The Gift Of A Childhood
It is not that “at Camp Fantastic, the checkups just happen to be bookended by canoe rides, archery lessons, dance classes and a carnival,” but that, “at Camp Fantastic canoe rides, archery lessons, dance classes, and carnivals just happen to be bookended by medline.”
Last week, while Camp Fantastic was in full swing, the much esteemed Washington Post published an article on our 30th Anniversary. As a 23 year camper and volunteer at Camp Fantastic I must say that the District’s newspaper of record got one thing wrong in this article. It is not that “at Camp Fantastic, the checkups just happen to be bookended by canoe rides, archery lessons, dance classes and a carnival,” but that, “at Camp Fantastic canoe rides, archery lessons, dance classes, and carnivals just happen to be bookended by medline.”
The extraordinary talent, people, and ingenuity that has gone into Camp’s medical apparatus exists for one purpose and one purpose only: to safely transform, for a single week, 100 childhood cancer patients into 100 campers.
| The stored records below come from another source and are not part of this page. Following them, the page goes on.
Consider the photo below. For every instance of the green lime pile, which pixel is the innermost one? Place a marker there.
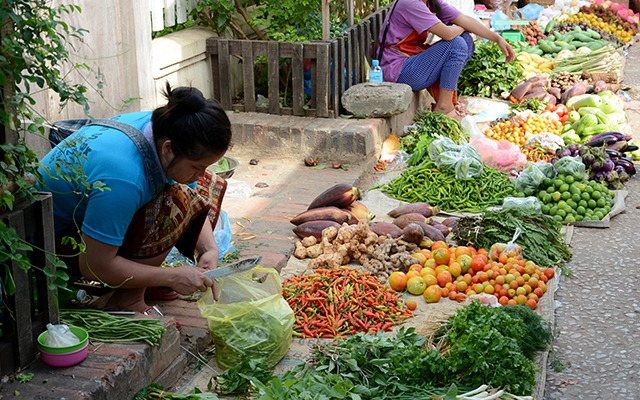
(569, 200)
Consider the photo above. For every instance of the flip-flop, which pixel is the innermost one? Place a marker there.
(153, 311)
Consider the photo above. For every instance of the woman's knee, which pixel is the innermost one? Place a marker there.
(459, 47)
(466, 36)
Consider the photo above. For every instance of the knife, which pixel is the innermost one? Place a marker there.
(234, 268)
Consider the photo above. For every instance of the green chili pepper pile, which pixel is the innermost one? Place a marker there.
(439, 187)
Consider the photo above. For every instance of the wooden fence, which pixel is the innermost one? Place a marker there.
(334, 66)
(25, 315)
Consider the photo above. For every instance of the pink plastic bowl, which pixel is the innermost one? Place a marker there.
(65, 359)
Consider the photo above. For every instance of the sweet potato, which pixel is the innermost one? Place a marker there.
(383, 228)
(413, 233)
(579, 88)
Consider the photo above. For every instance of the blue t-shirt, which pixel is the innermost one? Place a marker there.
(109, 158)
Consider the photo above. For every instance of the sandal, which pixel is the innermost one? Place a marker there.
(153, 311)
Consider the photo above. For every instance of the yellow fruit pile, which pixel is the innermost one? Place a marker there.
(533, 64)
(518, 130)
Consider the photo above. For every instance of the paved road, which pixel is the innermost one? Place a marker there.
(597, 338)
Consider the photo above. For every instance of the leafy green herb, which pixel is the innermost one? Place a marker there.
(430, 126)
(535, 104)
(541, 238)
(537, 330)
(155, 391)
(486, 346)
(487, 74)
(237, 379)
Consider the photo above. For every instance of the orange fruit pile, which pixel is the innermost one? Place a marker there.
(458, 272)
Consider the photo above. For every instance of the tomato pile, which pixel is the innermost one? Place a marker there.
(458, 272)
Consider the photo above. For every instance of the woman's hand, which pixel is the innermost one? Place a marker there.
(506, 49)
(187, 279)
(208, 260)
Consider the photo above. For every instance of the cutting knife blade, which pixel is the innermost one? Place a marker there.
(234, 268)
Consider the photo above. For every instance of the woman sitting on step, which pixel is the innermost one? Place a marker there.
(126, 189)
(405, 58)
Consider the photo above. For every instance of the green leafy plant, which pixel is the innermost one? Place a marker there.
(487, 74)
(34, 56)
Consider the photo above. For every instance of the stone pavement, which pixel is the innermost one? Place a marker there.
(598, 310)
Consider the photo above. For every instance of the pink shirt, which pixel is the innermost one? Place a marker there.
(409, 16)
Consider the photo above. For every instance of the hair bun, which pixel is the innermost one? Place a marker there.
(186, 99)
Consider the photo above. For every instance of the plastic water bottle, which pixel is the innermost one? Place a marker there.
(375, 75)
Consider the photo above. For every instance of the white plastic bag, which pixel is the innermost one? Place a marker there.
(60, 336)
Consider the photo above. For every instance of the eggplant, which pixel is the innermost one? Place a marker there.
(564, 153)
(588, 159)
(608, 166)
(605, 138)
(613, 154)
(573, 148)
(620, 145)
(627, 164)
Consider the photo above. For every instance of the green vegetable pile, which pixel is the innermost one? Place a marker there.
(477, 346)
(430, 125)
(495, 346)
(104, 327)
(541, 238)
(487, 74)
(440, 187)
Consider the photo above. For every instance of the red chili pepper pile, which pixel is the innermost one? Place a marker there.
(341, 301)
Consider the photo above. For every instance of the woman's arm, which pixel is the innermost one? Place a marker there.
(446, 32)
(101, 262)
(476, 27)
(207, 252)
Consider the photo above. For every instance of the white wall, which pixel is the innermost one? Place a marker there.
(130, 67)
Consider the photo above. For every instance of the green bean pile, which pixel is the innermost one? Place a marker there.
(439, 187)
(104, 327)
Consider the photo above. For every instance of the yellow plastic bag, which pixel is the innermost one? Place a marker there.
(250, 320)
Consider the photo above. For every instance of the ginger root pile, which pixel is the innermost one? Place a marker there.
(379, 255)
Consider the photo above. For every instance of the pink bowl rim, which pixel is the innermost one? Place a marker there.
(65, 359)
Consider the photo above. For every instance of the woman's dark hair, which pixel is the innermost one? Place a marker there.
(197, 127)
(435, 7)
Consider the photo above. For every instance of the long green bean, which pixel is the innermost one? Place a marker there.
(439, 187)
(104, 327)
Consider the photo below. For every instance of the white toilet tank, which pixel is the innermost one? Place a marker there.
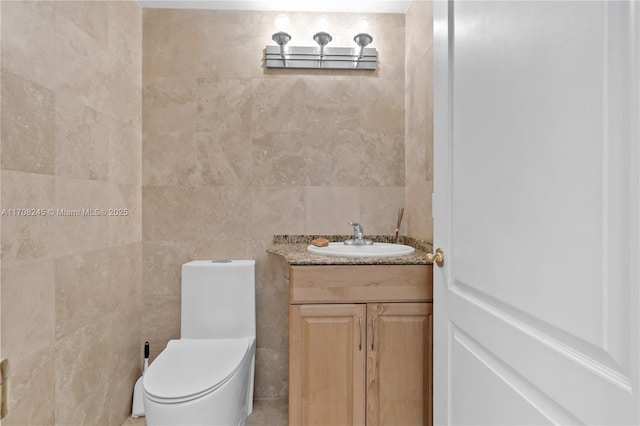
(218, 299)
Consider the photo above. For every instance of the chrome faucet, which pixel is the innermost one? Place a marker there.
(358, 236)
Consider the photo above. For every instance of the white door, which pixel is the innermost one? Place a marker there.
(536, 206)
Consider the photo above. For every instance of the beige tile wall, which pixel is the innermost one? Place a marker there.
(71, 139)
(234, 153)
(419, 119)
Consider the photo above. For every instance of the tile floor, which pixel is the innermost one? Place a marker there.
(266, 412)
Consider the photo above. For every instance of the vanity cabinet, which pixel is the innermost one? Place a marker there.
(360, 345)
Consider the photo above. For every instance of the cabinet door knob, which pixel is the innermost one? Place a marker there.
(373, 331)
(437, 257)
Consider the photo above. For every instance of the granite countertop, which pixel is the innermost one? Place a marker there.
(293, 248)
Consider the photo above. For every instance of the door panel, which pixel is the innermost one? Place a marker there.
(327, 363)
(536, 208)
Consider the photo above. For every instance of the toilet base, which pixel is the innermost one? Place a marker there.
(228, 405)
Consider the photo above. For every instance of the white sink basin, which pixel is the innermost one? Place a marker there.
(376, 250)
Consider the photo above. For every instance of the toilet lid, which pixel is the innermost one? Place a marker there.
(189, 367)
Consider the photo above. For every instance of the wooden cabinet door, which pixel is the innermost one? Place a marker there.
(327, 365)
(399, 348)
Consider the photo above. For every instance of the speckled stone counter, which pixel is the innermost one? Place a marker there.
(293, 248)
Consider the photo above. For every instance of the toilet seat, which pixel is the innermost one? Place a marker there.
(191, 368)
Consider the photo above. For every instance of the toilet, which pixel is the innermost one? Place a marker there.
(206, 376)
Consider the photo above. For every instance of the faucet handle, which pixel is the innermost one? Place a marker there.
(357, 228)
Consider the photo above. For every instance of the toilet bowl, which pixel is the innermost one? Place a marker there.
(206, 376)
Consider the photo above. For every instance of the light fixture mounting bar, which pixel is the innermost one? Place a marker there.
(332, 58)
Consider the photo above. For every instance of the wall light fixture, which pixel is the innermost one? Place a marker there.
(321, 57)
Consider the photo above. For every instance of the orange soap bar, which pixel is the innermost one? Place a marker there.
(320, 242)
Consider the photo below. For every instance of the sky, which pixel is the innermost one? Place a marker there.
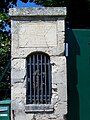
(28, 4)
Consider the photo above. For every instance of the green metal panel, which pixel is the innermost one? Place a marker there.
(5, 110)
(78, 74)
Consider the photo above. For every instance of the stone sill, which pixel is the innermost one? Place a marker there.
(39, 108)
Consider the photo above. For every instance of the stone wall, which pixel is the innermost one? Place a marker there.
(38, 29)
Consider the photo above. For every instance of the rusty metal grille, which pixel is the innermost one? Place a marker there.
(38, 79)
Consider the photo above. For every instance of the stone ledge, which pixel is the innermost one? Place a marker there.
(39, 108)
(47, 11)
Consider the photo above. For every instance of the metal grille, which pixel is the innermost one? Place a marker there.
(38, 79)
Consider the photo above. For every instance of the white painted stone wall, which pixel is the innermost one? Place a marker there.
(38, 29)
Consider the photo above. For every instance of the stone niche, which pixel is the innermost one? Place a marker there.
(34, 30)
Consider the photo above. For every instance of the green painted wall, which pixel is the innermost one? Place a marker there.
(78, 67)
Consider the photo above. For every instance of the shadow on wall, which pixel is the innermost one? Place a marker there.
(72, 76)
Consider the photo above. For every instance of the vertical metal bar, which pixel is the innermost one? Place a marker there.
(38, 78)
(49, 80)
(41, 82)
(34, 78)
(27, 81)
(45, 79)
(30, 80)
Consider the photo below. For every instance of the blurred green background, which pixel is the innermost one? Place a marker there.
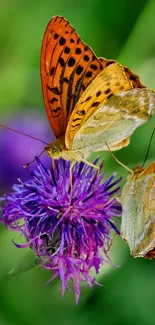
(118, 29)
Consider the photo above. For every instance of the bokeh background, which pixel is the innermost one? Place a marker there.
(118, 29)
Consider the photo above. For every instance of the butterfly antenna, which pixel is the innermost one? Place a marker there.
(117, 160)
(26, 165)
(27, 135)
(148, 149)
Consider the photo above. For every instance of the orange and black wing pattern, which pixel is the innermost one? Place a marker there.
(67, 67)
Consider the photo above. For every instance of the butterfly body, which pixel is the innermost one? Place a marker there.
(57, 149)
(89, 101)
(138, 216)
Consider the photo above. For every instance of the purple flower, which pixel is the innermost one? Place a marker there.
(67, 226)
(17, 150)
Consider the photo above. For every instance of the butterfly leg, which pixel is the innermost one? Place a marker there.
(90, 164)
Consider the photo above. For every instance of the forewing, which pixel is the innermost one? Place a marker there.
(67, 67)
(115, 120)
(113, 80)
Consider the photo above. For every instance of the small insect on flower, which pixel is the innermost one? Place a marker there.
(66, 226)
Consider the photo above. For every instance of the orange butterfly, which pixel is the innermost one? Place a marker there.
(89, 101)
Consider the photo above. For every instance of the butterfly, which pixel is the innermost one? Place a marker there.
(138, 212)
(89, 100)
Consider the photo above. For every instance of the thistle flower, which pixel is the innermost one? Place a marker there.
(18, 150)
(66, 226)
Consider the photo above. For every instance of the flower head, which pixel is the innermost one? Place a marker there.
(67, 226)
(17, 150)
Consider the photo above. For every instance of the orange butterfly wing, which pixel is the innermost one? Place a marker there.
(67, 67)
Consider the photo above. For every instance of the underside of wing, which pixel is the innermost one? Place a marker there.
(67, 67)
(115, 121)
(111, 81)
(138, 216)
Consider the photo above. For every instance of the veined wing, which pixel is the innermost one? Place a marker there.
(138, 216)
(67, 67)
(115, 120)
(112, 80)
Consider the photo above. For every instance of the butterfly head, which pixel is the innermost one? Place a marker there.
(54, 150)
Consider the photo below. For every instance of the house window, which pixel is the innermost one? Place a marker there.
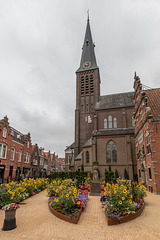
(3, 150)
(150, 174)
(115, 122)
(111, 152)
(19, 155)
(148, 144)
(110, 121)
(27, 157)
(105, 123)
(5, 132)
(12, 153)
(87, 157)
(133, 121)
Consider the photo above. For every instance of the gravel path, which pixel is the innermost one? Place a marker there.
(36, 222)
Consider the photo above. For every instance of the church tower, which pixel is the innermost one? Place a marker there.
(87, 92)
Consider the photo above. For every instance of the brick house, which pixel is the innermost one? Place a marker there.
(147, 135)
(15, 152)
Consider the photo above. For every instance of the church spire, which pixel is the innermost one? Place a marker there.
(88, 59)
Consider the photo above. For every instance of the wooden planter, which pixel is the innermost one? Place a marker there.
(63, 217)
(125, 218)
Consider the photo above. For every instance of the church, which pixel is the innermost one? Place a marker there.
(104, 125)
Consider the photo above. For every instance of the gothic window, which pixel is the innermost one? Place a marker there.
(82, 85)
(133, 121)
(148, 144)
(87, 157)
(4, 132)
(12, 153)
(150, 174)
(110, 121)
(105, 123)
(91, 84)
(19, 155)
(87, 85)
(3, 150)
(111, 152)
(115, 122)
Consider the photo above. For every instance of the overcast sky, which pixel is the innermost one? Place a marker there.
(40, 50)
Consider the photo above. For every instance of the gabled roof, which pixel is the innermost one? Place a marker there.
(153, 99)
(88, 54)
(118, 100)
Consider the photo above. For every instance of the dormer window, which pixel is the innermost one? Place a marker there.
(4, 132)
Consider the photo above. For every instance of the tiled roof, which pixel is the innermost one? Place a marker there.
(118, 100)
(153, 99)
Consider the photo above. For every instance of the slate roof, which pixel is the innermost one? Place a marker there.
(118, 100)
(153, 99)
(88, 50)
(88, 143)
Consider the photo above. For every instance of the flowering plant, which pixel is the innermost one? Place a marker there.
(122, 198)
(10, 206)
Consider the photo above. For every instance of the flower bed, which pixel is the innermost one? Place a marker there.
(123, 200)
(17, 192)
(65, 201)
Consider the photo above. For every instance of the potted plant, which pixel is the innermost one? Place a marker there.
(10, 220)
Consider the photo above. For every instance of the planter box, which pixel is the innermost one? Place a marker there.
(64, 217)
(125, 218)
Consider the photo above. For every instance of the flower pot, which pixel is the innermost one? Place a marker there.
(125, 218)
(10, 220)
(64, 217)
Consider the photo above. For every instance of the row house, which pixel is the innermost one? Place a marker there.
(15, 152)
(147, 135)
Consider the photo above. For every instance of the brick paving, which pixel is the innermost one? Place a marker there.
(36, 222)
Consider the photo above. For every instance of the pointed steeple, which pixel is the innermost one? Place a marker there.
(88, 59)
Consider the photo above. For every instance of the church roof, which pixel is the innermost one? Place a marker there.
(88, 55)
(116, 101)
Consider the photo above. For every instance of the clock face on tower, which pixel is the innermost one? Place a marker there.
(87, 64)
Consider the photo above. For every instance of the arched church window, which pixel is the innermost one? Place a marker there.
(110, 121)
(115, 122)
(91, 84)
(133, 121)
(87, 157)
(105, 123)
(82, 85)
(87, 85)
(111, 152)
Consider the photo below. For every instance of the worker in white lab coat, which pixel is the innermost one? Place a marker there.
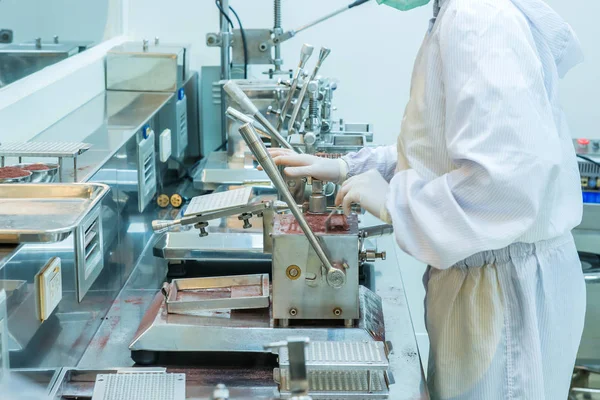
(483, 185)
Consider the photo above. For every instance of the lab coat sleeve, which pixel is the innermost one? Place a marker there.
(500, 133)
(383, 158)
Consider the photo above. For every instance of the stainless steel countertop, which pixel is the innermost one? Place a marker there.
(109, 348)
(106, 122)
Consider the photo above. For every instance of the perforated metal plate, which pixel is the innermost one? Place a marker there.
(341, 356)
(219, 201)
(342, 384)
(139, 386)
(43, 149)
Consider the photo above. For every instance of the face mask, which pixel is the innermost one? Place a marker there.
(403, 5)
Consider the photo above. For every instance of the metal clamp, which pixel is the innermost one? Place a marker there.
(200, 221)
(244, 101)
(323, 54)
(297, 356)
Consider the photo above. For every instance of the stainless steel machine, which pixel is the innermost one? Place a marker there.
(301, 107)
(20, 60)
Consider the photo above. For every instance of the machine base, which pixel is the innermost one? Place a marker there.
(244, 330)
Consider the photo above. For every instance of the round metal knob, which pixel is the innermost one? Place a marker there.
(336, 278)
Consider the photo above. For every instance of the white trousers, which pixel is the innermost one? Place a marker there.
(506, 324)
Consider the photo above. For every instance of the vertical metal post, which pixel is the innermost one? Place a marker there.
(277, 31)
(225, 61)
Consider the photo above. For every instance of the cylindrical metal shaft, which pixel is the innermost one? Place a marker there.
(305, 54)
(240, 97)
(335, 277)
(324, 53)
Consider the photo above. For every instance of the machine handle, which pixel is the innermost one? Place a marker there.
(377, 231)
(336, 277)
(357, 3)
(305, 54)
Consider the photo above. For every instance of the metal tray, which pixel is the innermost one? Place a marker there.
(196, 295)
(45, 213)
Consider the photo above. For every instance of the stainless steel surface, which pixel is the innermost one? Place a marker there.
(219, 201)
(4, 365)
(139, 386)
(295, 364)
(305, 53)
(195, 296)
(42, 175)
(109, 346)
(110, 122)
(220, 170)
(45, 213)
(20, 60)
(341, 355)
(334, 385)
(221, 246)
(43, 149)
(310, 294)
(244, 331)
(335, 276)
(156, 68)
(244, 101)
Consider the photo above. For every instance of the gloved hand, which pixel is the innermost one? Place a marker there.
(304, 165)
(367, 189)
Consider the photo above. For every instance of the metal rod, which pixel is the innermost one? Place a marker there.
(323, 54)
(336, 278)
(277, 31)
(244, 119)
(240, 97)
(305, 54)
(328, 16)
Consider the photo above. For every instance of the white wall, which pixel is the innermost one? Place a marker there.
(69, 19)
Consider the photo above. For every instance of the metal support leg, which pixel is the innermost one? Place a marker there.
(60, 172)
(74, 169)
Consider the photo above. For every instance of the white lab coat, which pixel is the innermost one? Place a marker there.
(484, 162)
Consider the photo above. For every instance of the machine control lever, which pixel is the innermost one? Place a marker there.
(305, 54)
(336, 277)
(244, 101)
(323, 54)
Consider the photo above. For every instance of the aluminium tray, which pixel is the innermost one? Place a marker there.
(197, 295)
(43, 149)
(45, 213)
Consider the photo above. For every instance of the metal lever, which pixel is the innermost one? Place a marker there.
(305, 54)
(244, 119)
(323, 54)
(297, 358)
(376, 231)
(336, 277)
(240, 97)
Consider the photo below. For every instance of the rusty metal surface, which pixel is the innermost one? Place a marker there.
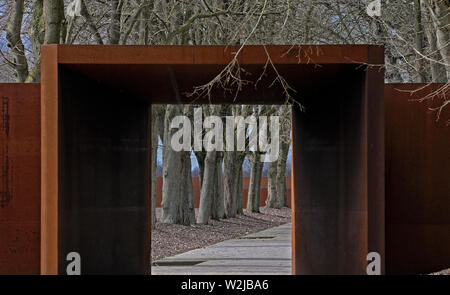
(331, 178)
(200, 55)
(417, 181)
(19, 178)
(49, 160)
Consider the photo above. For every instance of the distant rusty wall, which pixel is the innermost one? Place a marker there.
(20, 178)
(417, 182)
(245, 182)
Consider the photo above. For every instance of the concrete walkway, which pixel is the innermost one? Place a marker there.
(267, 252)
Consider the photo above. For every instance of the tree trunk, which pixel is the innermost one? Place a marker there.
(418, 42)
(91, 24)
(255, 183)
(172, 168)
(229, 184)
(239, 209)
(207, 190)
(114, 27)
(219, 204)
(14, 41)
(187, 210)
(157, 121)
(272, 200)
(54, 16)
(439, 11)
(37, 32)
(282, 159)
(201, 166)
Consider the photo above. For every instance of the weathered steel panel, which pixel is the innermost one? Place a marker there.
(417, 180)
(20, 157)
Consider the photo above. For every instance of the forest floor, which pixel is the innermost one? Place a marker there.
(172, 239)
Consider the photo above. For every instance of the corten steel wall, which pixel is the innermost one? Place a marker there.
(417, 181)
(104, 147)
(338, 174)
(20, 157)
(353, 203)
(245, 182)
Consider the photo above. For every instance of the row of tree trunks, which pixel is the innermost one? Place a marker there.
(220, 173)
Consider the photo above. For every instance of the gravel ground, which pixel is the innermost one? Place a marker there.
(172, 239)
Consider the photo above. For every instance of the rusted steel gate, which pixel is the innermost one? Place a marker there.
(417, 180)
(20, 178)
(95, 137)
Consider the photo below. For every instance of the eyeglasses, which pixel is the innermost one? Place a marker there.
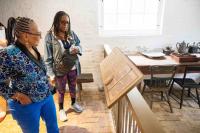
(35, 34)
(64, 22)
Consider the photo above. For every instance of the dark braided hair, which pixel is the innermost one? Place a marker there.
(15, 26)
(22, 25)
(56, 22)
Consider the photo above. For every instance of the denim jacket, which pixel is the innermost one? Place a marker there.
(25, 73)
(53, 52)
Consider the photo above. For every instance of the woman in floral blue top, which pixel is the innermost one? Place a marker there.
(28, 94)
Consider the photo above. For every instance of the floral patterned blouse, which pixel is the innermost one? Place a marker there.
(21, 72)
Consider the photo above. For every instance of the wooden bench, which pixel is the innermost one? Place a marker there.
(83, 78)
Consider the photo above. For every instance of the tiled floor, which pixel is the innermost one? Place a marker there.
(185, 120)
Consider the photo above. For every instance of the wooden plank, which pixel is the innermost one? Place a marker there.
(146, 120)
(119, 76)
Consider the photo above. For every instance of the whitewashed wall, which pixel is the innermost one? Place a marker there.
(181, 22)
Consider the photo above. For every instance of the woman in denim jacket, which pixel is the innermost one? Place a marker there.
(28, 94)
(62, 47)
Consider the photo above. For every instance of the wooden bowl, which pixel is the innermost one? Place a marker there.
(3, 108)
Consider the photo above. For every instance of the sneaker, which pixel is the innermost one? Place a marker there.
(63, 116)
(77, 108)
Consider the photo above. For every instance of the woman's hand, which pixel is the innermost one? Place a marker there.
(22, 98)
(74, 49)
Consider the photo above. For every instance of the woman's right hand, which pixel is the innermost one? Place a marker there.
(22, 98)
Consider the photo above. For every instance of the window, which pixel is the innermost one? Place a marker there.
(131, 17)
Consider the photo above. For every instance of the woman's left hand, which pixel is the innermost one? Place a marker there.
(22, 98)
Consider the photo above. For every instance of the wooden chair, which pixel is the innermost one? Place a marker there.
(159, 83)
(188, 83)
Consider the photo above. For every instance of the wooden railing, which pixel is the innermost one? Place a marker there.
(131, 114)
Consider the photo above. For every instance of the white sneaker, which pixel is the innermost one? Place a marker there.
(77, 108)
(63, 116)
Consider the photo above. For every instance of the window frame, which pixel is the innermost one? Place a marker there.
(132, 32)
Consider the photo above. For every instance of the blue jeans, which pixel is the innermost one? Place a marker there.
(28, 116)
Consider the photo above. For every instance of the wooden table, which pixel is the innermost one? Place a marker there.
(143, 63)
Yes, there are scars and bald heads and even chemotherapeutic infusions and blood tests throughout the week of camp but, at that 4H center at least, these are kids first and patients second.
My story is neither particularly iconic at camp nor is it particularly harrowing but it remains the story I know best. I was diagnosed with Accute Lymphoblastic Leukemia in 1989 and I’ve been cancer free for 20 years; today I have a lovely wife, two amazing kids, a job I love, and many amazing years to look forward to.
Special Love and Camp Fantastic gave me all of that in a very real sense but they did it in the most unlikely way possible: 23 years ago they gave a nine-year-old cancer patient back his childhood. Because of that – because medline just happens to bracket carnivals and canoe lessons and not the other way around – I will be forever in this organization’s debt.